I also picked up a new P3 Kill-A-Watt meter, because I missed my old one so dearly. Also, this is the watt meter that all other watt meters are judged by! See my previous article here:
Both of these power meters cost about $25. The P3 is loaded with many more features, such as monitoring phantom power, real power, line voltage, etc, but for the purpose of this blog all I looked at is the basic power monitoring function.

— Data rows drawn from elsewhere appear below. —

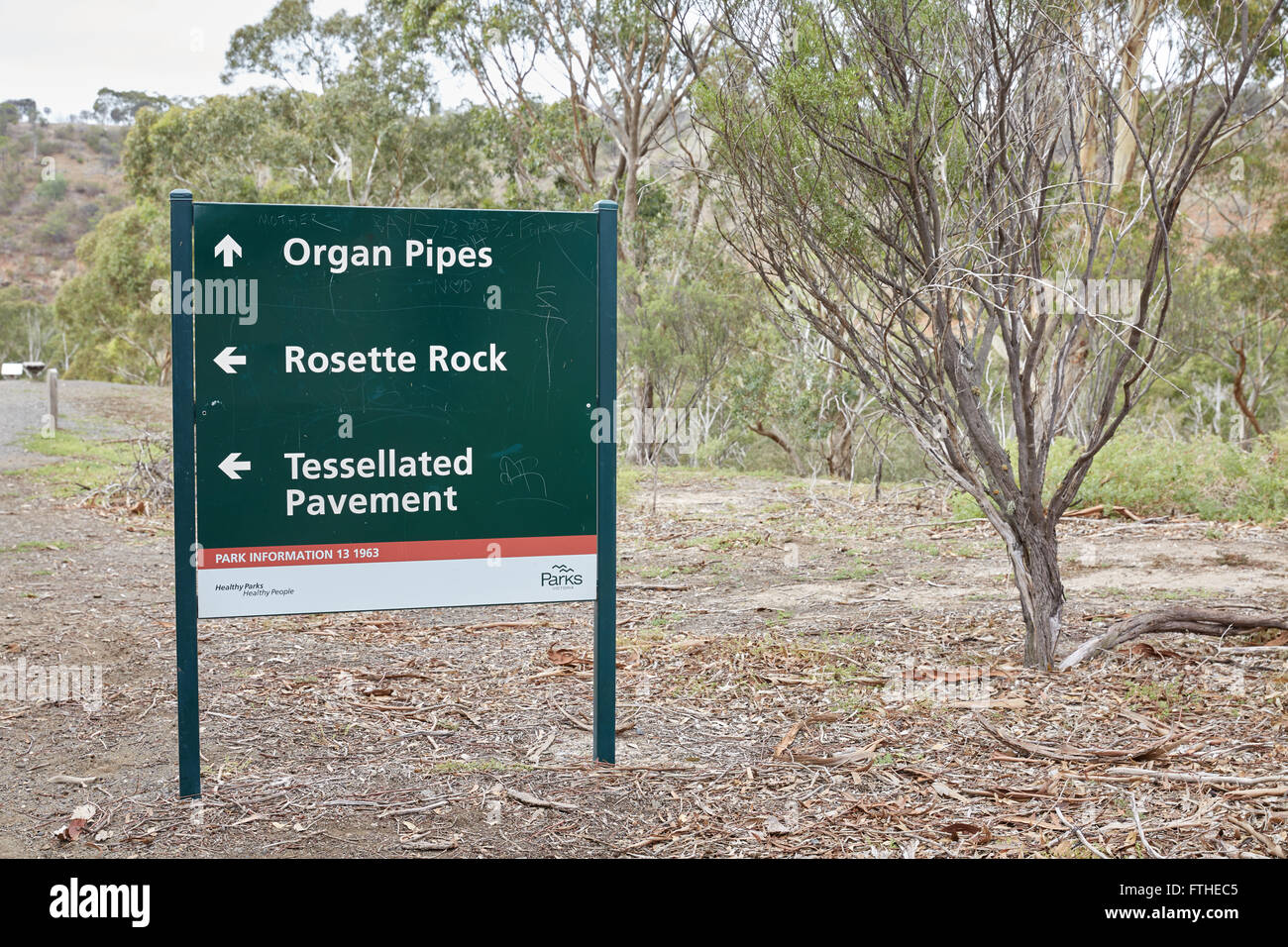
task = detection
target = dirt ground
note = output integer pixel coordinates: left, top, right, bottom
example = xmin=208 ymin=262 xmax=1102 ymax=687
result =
xmin=0 ymin=382 xmax=1288 ymax=858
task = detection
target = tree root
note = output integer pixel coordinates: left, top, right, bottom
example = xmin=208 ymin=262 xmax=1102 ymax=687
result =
xmin=1060 ymin=607 xmax=1288 ymax=672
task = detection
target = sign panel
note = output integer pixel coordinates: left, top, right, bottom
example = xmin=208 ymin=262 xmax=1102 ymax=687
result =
xmin=189 ymin=202 xmax=599 ymax=617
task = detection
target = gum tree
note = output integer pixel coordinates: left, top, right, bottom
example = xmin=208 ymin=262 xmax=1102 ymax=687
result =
xmin=673 ymin=0 xmax=1282 ymax=669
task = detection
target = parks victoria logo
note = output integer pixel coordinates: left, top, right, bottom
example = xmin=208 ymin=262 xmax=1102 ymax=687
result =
xmin=541 ymin=563 xmax=581 ymax=587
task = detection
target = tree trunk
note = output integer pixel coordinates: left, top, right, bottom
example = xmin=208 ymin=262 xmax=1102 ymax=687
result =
xmin=1005 ymin=523 xmax=1064 ymax=670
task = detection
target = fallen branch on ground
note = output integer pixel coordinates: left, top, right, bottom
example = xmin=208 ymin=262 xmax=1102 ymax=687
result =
xmin=1060 ymin=607 xmax=1288 ymax=672
xmin=975 ymin=714 xmax=1179 ymax=763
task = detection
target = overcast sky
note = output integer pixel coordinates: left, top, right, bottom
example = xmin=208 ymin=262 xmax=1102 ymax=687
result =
xmin=0 ymin=0 xmax=471 ymax=119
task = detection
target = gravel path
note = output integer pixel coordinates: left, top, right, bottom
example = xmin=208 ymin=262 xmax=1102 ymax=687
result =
xmin=0 ymin=380 xmax=170 ymax=471
xmin=0 ymin=380 xmax=49 ymax=471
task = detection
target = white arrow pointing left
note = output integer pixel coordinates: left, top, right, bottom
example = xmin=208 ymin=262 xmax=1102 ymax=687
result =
xmin=215 ymin=233 xmax=241 ymax=266
xmin=215 ymin=346 xmax=246 ymax=374
xmin=219 ymin=454 xmax=250 ymax=480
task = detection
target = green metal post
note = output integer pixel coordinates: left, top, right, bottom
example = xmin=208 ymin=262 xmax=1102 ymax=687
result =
xmin=593 ymin=201 xmax=617 ymax=763
xmin=170 ymin=191 xmax=201 ymax=797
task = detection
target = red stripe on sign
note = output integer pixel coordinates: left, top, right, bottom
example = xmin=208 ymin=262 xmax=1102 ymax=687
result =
xmin=197 ymin=535 xmax=595 ymax=570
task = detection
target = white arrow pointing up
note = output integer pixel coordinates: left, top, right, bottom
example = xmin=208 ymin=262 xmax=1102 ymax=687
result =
xmin=219 ymin=454 xmax=250 ymax=480
xmin=215 ymin=346 xmax=246 ymax=374
xmin=215 ymin=233 xmax=241 ymax=266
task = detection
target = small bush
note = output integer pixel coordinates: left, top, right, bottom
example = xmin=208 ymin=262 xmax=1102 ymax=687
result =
xmin=949 ymin=430 xmax=1288 ymax=522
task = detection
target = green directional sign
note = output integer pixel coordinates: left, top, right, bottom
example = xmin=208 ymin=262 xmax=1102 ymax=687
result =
xmin=190 ymin=202 xmax=597 ymax=617
xmin=170 ymin=191 xmax=617 ymax=796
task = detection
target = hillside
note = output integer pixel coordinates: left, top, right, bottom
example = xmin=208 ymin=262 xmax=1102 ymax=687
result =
xmin=0 ymin=123 xmax=128 ymax=304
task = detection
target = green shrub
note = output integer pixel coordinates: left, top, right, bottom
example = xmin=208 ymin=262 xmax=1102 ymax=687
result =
xmin=949 ymin=430 xmax=1288 ymax=522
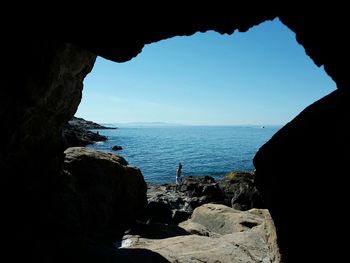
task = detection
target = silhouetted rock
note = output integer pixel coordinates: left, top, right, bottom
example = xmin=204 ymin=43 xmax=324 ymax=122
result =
xmin=219 ymin=172 xmax=263 ymax=210
xmin=112 ymin=145 xmax=123 ymax=151
xmin=254 ymin=90 xmax=350 ymax=262
xmin=143 ymin=176 xmax=223 ymax=224
xmin=63 ymin=124 xmax=108 ymax=148
xmin=64 ymin=147 xmax=147 ymax=241
xmin=68 ymin=116 xmax=117 ymax=130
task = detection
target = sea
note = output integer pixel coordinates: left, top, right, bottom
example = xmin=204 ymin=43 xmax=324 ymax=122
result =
xmin=88 ymin=125 xmax=281 ymax=184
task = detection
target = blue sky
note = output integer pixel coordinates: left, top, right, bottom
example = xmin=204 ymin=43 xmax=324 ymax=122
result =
xmin=75 ymin=19 xmax=336 ymax=125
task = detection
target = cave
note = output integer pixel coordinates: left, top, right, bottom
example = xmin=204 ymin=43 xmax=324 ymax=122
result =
xmin=0 ymin=10 xmax=350 ymax=262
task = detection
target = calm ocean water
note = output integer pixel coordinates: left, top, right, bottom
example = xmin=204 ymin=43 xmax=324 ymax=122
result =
xmin=89 ymin=126 xmax=281 ymax=183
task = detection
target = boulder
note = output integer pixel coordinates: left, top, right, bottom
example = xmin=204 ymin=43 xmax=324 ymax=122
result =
xmin=64 ymin=147 xmax=147 ymax=241
xmin=219 ymin=171 xmax=263 ymax=211
xmin=143 ymin=176 xmax=223 ymax=224
xmin=122 ymin=204 xmax=280 ymax=263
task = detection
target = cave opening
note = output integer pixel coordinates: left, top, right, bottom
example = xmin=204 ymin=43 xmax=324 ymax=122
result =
xmin=76 ymin=19 xmax=335 ymax=186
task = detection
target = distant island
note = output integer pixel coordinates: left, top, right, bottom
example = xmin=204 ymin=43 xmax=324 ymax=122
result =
xmin=62 ymin=117 xmax=117 ymax=148
xmin=68 ymin=116 xmax=117 ymax=130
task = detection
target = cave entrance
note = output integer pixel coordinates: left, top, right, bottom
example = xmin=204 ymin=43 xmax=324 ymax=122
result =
xmin=76 ymin=19 xmax=335 ymax=185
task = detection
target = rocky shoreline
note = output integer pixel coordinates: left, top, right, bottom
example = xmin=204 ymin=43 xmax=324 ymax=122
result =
xmin=59 ymin=147 xmax=280 ymax=263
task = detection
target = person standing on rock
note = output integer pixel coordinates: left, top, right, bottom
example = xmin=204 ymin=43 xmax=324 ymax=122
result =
xmin=176 ymin=162 xmax=182 ymax=190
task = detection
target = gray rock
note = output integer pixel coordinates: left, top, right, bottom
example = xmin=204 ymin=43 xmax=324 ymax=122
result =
xmin=64 ymin=147 xmax=147 ymax=241
xmin=122 ymin=204 xmax=280 ymax=263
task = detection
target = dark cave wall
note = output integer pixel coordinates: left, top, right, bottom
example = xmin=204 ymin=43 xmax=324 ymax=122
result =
xmin=0 ymin=39 xmax=96 ymax=262
xmin=0 ymin=7 xmax=349 ymax=262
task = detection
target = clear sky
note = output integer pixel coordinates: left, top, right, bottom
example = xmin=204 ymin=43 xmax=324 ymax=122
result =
xmin=75 ymin=19 xmax=336 ymax=125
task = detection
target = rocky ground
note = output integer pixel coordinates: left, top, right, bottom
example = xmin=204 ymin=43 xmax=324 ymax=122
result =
xmin=57 ymin=147 xmax=280 ymax=263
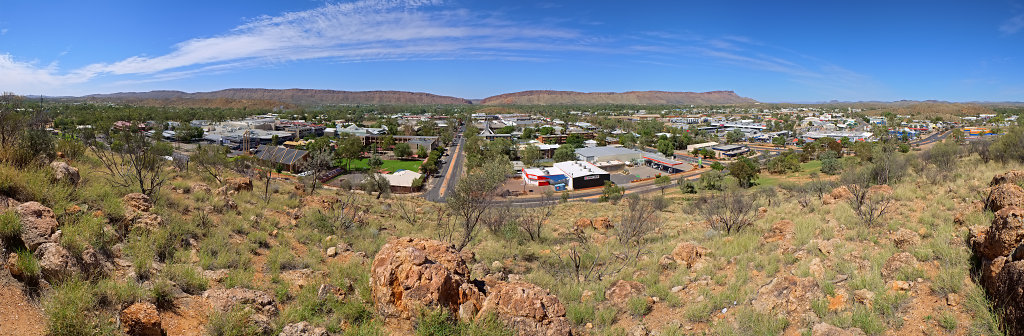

Of course I then needed to test these two meters against each other. Since the P3 is what I had been using, I wanted to make sure the Belkin reports similar wattage results for a given load. As with any power electronics, it is important to test the circuitry and different load levels to make sure results are consistent with draw. So, I used three household items to benchmark these two watt meters against each other. The items I selected are constant-load items, which means that the power usage doesn’t jump around much during the test. This makes things comparable. Using a computer here would have been difficult, because computer power consumption is all over the place depending on what the darn thing is thinking about in the background.
Test 1: Yamaha Piano
The trusty old Yamaha piano was used to test how these watt meters report power for a low-load condition. I set the piano playing one of the generic, annoying songs it came pre-programmed with (all of these songs are now annoying since our 2-year old plays them constantly on repeat). Anyway, here the new Belkin meter showed a slightly higher power consumption than the P3 (8.8 vs 8.2 watts). For these low power levels, the discrepancy was about 7%, which isn’t a great number. This would be a bit disconcerting if we were intending to measure the power consumption of low-draw devices. Thankfully, computers typically draw 100 watts or more.
Test 2: Humidifier
Our bedroom humidifier was used as a representative medium-load device. It draws nominally 40 watts, and some ultra-efficient desktops and many small laptops will have a power consumption in this range. Here, the Belkin meter reported a slightly lower power consumption than the P3 (33.7 vs 35.2 watts). The delta between meters in this case is about 4 percent, which is better than the low-load test but still annoying. Unfortunately, I didn’t have any convienant constant-load items in the 200-300 watt range, so the next test really ramps up the power.
Test 3: Space Heater
The space heater was used to represent a high-load. With a power draw near 900 watts, this would represent a monster desktop with multiple graphics cards. The Belkin reported two less watts consumed than the P3 (874 vs 876 watts). Here, the percent difference is only 0.2%. This is a good number.
For the expected power consumption of desktop computers in the 100-300 watt range, the Belkin and P3 meter will probably be within 2% of each other. The more power consumed, the less the % difference between these two meters. So, I think power readings taken with either meter should be comparable enough to each other. Still, I will likely make all computer measurements with the Belkin, for the aforementioned reasons of ease of viewing. With this meter properly positioned, you can geek out while gaming, folding, or playing the piano. Not bad for 25 bucks, right?